Chocolate and Lime Cheesecake Recipe
I have been hoping to share this cheesecake recipe with you for some time. However, we were super busy with all the end of summer term school activities, and then promptly went off on our summer holiday to Italy. I’ve tried it out on the family a couple of times now and it always seems to disappear very quickly, so I hope your families enjoy it too.
I’ve made an alternative cheesecake base using almond meal and coconut to provide a biscuit like flavour but without all the added sugar you usually find from using processed biscuits. Let me know in the comments what you think. I’m hoping this alternative base also helps those of you who may be gluten intolerant. Let me know if this fits with your dietary recommendations.
Chocolate and Lime Cheesecake
Equipment
- Food mixer
- springform cake tin
Ingredients
Base
- 1 cup ground almond (almond meal)
- 2 tbsp cocoa powder
- 2 tbsp desiccated coconut
- 1 pinch salt
- 1 tbsp maple syrup
- 50g butter (melted)
Filling
- 200g /1 cup Philadelphia cream cheese
- 150 ml cream
- 70g 1/3 cup caster sugar
- 1 lime - grated rind and juice
Instructions
For the base
- Grease a springform cake tin (20cm diameter).
- Mix all the ingredients together. Then using fingers, press the mixture across the base of the tin to provide an even covering.

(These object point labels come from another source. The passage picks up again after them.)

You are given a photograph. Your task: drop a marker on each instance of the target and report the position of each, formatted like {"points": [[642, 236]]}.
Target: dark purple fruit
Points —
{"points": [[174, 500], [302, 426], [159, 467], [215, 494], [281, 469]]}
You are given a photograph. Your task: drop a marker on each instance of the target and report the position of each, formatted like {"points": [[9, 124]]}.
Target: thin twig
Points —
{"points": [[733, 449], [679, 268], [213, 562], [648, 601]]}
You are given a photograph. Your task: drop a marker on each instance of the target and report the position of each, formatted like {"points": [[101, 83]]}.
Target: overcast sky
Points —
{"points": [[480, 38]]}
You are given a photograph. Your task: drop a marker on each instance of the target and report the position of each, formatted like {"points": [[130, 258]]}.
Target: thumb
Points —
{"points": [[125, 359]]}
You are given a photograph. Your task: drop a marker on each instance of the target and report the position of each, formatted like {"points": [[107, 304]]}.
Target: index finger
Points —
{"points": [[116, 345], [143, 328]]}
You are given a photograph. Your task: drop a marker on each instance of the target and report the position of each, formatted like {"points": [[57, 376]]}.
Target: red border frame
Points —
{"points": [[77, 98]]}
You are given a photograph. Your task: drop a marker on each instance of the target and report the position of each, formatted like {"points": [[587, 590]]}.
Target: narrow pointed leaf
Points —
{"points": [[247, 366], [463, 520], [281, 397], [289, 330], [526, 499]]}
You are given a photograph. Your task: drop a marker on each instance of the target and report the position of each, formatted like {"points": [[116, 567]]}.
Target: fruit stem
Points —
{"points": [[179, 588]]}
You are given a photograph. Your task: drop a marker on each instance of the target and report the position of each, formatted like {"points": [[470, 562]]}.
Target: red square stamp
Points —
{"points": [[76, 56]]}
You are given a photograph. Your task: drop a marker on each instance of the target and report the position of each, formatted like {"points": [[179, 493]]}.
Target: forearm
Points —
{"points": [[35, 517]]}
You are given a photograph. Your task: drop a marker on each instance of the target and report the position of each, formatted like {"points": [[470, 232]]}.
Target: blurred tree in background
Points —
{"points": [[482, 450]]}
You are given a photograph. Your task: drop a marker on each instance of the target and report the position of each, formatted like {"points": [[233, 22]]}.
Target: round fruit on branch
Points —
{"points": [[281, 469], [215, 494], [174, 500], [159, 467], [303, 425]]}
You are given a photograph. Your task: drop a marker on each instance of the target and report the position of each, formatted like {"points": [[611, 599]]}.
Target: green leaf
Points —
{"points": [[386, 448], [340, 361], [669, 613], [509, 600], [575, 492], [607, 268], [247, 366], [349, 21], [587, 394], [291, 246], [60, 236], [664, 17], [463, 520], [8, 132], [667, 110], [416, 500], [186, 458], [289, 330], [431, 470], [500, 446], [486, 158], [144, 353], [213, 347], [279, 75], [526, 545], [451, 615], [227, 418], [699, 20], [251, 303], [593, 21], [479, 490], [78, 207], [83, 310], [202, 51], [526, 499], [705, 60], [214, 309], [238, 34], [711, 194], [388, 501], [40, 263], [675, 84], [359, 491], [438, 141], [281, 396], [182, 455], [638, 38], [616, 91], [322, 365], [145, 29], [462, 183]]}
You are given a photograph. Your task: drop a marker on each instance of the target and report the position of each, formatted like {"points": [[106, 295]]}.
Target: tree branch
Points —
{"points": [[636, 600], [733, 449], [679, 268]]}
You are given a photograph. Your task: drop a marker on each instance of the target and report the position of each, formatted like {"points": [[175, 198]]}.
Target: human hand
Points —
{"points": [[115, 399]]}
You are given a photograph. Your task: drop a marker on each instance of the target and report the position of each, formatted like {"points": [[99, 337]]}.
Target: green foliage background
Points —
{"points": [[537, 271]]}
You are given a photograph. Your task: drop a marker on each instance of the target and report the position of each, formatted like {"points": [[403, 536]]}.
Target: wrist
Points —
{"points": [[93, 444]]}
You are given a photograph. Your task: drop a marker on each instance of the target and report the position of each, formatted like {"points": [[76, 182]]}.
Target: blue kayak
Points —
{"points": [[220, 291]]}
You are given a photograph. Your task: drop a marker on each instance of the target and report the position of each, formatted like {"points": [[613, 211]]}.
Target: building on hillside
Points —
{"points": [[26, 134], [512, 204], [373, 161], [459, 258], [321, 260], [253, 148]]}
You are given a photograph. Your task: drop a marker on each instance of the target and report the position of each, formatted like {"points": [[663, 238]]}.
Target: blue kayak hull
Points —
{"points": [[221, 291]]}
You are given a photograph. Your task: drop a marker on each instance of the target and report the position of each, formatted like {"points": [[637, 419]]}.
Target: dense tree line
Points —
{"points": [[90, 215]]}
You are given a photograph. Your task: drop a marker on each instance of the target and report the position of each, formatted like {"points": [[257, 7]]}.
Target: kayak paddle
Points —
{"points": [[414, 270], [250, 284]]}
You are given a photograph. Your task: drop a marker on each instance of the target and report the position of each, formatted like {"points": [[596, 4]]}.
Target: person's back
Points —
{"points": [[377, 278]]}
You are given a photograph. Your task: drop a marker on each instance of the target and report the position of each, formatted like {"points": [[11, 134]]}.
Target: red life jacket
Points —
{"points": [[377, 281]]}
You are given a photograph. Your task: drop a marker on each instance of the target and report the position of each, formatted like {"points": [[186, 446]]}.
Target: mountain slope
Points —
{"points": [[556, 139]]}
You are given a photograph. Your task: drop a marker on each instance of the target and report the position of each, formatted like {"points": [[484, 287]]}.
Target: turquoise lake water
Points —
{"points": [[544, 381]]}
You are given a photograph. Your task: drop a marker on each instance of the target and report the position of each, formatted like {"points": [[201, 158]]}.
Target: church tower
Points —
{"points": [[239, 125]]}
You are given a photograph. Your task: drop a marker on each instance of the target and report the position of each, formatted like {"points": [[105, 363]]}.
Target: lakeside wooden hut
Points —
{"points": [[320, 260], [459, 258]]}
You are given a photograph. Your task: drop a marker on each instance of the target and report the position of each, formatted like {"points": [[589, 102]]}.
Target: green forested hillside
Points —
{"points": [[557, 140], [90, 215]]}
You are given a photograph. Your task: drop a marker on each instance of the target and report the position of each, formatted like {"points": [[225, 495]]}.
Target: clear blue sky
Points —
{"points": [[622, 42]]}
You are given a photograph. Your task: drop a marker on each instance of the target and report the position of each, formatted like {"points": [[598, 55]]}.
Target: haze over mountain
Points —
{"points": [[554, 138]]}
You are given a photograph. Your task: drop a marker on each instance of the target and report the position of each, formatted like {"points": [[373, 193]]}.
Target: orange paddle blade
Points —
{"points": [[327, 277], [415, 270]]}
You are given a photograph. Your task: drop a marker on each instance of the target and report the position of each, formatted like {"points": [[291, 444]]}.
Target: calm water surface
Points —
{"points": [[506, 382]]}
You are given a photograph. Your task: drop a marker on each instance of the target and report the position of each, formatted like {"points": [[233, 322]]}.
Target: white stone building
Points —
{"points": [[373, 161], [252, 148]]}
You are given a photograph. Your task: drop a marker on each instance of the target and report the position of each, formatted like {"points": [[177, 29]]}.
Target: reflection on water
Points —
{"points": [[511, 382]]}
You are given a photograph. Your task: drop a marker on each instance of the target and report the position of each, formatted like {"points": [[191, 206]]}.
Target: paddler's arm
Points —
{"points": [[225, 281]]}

- Pop the tin in the freezer to chill, whilst preparing the filling.
For the Filling
- Beat the cheese and cream together in a food mixer, until they form stiff peaks.
- Add the sugar, grated lime rind and lime juice and beat again until smooth.
- Place the filling over the base mixture, smoothing the top.
- Leave to set overnight in the fridge or all day.
- Before serving decorate with melted chocolate and lime slices.